It's hot, hot, hot here in East Sussex, and temperatures have remained warm for many weeks. As we all know, rain is scarce! We would like to remind you to look after yourself. Not only this, but take care of your plants too!
Most people have taken heed of the advice to water newly planted trees and shrubs. BUT... some of you have drowned the plants in your care. Over-watering can be as harmful as under-watering, so take note! Our tree specialists are seeing several young trees that have died due to too much care! Just one can of water a couple of times per week should be sufficient. By watering too much, you risk the danger of not only washing away the nutrients in the soil, but also of drowning the roots so that trees are unable to access oxygen and nutrients.
Moderate amounts of water are required by relatively newly-planted trees and shrubs. It includes those that have been in the ground for up to two years because it takes a while for plants to become established. They need to grow an efficient root system so that they are able to seek out moisture and nutrients from the surrounding soil.

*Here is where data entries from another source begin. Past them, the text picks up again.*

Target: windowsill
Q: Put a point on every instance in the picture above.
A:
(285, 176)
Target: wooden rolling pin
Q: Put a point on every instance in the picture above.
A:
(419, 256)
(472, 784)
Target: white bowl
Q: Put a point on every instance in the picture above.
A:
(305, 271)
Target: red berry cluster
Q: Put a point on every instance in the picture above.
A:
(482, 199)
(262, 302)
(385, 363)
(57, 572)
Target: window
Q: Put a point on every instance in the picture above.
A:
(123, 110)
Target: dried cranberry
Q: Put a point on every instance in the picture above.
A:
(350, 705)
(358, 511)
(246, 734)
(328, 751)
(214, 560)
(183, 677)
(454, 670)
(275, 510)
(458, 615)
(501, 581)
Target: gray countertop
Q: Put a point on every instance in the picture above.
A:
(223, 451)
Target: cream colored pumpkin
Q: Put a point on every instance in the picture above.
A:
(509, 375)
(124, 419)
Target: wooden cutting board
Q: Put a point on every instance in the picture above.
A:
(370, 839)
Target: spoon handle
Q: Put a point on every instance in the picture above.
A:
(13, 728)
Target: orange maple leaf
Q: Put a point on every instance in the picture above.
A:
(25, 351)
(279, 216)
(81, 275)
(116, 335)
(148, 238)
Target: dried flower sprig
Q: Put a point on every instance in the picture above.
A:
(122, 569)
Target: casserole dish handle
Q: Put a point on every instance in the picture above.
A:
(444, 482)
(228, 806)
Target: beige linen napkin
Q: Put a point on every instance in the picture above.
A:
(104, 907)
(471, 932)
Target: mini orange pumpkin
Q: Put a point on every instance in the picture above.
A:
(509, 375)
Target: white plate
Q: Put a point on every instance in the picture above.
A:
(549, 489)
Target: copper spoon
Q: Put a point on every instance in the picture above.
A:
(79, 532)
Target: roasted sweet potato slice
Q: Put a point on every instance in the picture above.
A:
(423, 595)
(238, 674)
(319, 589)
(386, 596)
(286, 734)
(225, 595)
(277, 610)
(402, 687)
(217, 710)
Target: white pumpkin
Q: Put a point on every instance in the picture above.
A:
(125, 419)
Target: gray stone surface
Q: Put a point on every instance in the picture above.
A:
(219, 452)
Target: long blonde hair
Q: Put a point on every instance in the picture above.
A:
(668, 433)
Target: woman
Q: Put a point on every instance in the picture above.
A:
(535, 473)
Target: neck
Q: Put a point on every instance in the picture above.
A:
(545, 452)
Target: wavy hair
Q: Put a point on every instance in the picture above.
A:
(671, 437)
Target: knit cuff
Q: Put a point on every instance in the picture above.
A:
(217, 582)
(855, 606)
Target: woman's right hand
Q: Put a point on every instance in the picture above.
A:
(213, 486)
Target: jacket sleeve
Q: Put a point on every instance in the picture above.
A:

How can you cope with the hot, dry weather? Firstly, keep yourself in good health! Stay hydrated and wear a hat and sunglasses to protect yourself. Did you know that you need to drink around 3 litres of water per day in order to give your body what it needs during warm weather? But don't be tempted to drink more than one litre of water per hour. It tends to dilute the electrolytes in your blood.
As for plants, young and newly planted trees need at least a full watering can around twice per week during hot, dry weather. Don't be tempted to give water little and often. This causes surface roots to grow, at the expense of deeper roots. Not a good recipe for success in the long-term. You can lock-in some of the moisture by applying a mulch onto damp soil, which will help them from drying out too fast.
If you notice your trees and shrubs shedding leaves, don't despair - they are conserving energy and moisture by reducing the need to hydrate every leaf. You need to step in before they start to droop, however.
Going on holiday? Ask a friend or neighbour to keep them hydrated so that you don't come home to a bare twig.
Consider future-proofing your garden. Drought-resistant trees and shrubs might be the sensible choice to cope with climate change. We can recommend Gleditsia triacanthos 'Skyline', the honey locust tree, for example. It's a beautiful tree that can cope with both drought and wet soils, once established.
Happy holidays from everyone here at English Woodlands. We welcome visitors six days per week, whatever the weather!